170 Every fully-written frame is emitted in the hex output as 3 space-separated
171 hex status words followed by a block of 66 hex digits giving the FR1 codec
172 frame in the unchanged bit order of TI's DSP, and every skipped frame (one
173 for which only status word 0 was written into the memo file) is emitted in
174 the hex output as just that one word.
175
176 * gsmfr-dlcap-parse utility, originally written for parsing TCH DL capture
177 files, accepts TCH DL recording files in both old and new formats, and it also
178 accepts the output from fc-vm2hex as its input. The combination of fc-vm2hex
179 and gsmfr-dlcap-parse allows a developer or tinkerer to do thorough human
180 analysis of TCS211 VM recordings in both DTX-disabled and DTX-enabled modes.
181
182 * There will soon be a new fc-vm2gsmx utility that will read binary VM recording
183 files (as you would read out with fc-fsio) and convert them into extended-
184 libgsm (gsmx) format defined in our GSM codec libraries & utilities package.

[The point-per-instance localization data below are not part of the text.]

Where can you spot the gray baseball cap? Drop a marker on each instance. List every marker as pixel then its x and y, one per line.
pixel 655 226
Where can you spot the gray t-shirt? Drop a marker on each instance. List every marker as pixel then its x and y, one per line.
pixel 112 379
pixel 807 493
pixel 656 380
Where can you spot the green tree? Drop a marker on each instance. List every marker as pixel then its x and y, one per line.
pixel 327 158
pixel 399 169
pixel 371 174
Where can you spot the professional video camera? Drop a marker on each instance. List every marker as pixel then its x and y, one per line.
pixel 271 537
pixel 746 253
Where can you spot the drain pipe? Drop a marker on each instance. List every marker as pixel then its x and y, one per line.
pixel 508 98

185 This gsmx format is an extension of the classic libgsm (GSM 06.10) format,
186 adding the possibility of SID frames and BFI markers (frame gaps) in addition
187 to regular speech frames, thus it can represent the content of a voice memo
188 recording made in DTX mode. These gsmx files can then be decoded into
189 playable WAV with our gsmfr-decode utility.
190
191 FreeCalypso tools for external generation of voice memo files
192 =============================================================
193
194 Using FreeCalypso tools, you can produce an external speech recording in GSM
195 06.10 FR1 codec format, convert it into TCS211 VM format, upload it into FC
196 device FFS with fc-fsio, and then play these externally-produced voice memos
197 with AT@VMP. The steps are as follows:
198
199 1) You can use gsmfr-encode to FR1-encode a speech sample from WAV into classic
200 .gsm format, or gsmfr-encode-r if the source is raw BE instead of WAV.

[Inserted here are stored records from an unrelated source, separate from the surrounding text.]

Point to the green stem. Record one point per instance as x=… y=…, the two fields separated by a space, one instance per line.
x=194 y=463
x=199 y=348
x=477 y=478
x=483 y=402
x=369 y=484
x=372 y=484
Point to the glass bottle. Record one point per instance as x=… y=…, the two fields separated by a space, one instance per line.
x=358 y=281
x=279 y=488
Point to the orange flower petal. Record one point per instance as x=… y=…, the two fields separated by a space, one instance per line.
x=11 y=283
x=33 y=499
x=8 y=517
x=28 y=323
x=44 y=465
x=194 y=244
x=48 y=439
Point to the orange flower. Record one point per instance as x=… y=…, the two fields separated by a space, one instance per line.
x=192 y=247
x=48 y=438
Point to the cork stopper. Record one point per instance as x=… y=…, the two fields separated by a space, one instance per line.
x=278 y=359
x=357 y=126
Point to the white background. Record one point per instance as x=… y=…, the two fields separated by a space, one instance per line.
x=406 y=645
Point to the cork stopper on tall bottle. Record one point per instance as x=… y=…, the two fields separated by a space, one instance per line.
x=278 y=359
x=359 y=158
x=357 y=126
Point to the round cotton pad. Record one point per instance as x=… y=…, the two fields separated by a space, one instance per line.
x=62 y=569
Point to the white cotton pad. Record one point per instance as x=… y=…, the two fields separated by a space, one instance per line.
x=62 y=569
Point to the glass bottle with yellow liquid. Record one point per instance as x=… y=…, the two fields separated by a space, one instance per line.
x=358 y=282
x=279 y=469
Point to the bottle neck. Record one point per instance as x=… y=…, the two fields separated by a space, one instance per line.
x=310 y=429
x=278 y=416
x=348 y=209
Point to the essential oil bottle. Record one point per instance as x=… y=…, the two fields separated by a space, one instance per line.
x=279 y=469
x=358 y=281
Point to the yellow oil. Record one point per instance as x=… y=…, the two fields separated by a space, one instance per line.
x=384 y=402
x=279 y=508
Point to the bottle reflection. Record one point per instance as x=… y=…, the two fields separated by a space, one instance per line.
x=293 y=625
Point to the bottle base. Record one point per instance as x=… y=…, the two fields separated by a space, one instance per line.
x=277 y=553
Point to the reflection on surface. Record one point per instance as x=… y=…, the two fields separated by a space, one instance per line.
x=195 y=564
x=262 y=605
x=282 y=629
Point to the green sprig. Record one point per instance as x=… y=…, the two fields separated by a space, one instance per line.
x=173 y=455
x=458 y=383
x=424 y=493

201 Alternatively, you can use any other off-the-shelf software that can encode
202 FR1 and write libgsm format; SoX shipped with Slackware includes the
203 necessary support.
204
205 2) fc-gsm2vm converts a .gsm recording into non-DTX TCS211 VM format.
206
207 At the present time we don't have any tools for producing external DTX-enabled
208 VM recordings: the main limitation is that at least to this Mother's knowledge,
209 the published source software community does not currently possess a GSM 06.10
210 encoding library that has been extended with VAD and DTX functions. There is
211 classic libgsm from 1990s, used by everyone in the FOSS community who needs a
212 GSM 06.10 encoder or decoder, but it doesn't do DTX; we (FreeCalypso and
213 Themyscira Wireless) have produced our own libgsmfrp front-end that implements
214 Rx DTX handler functions (that's how we can properly decode FR1 streams that
215 contain SIDs and/or missing frames), but it doesn't help with DTX encoding.
216 Therefore, our ability to produce TCS211-compatible VM recordings externally is
217 currently limited to non-DTX mode.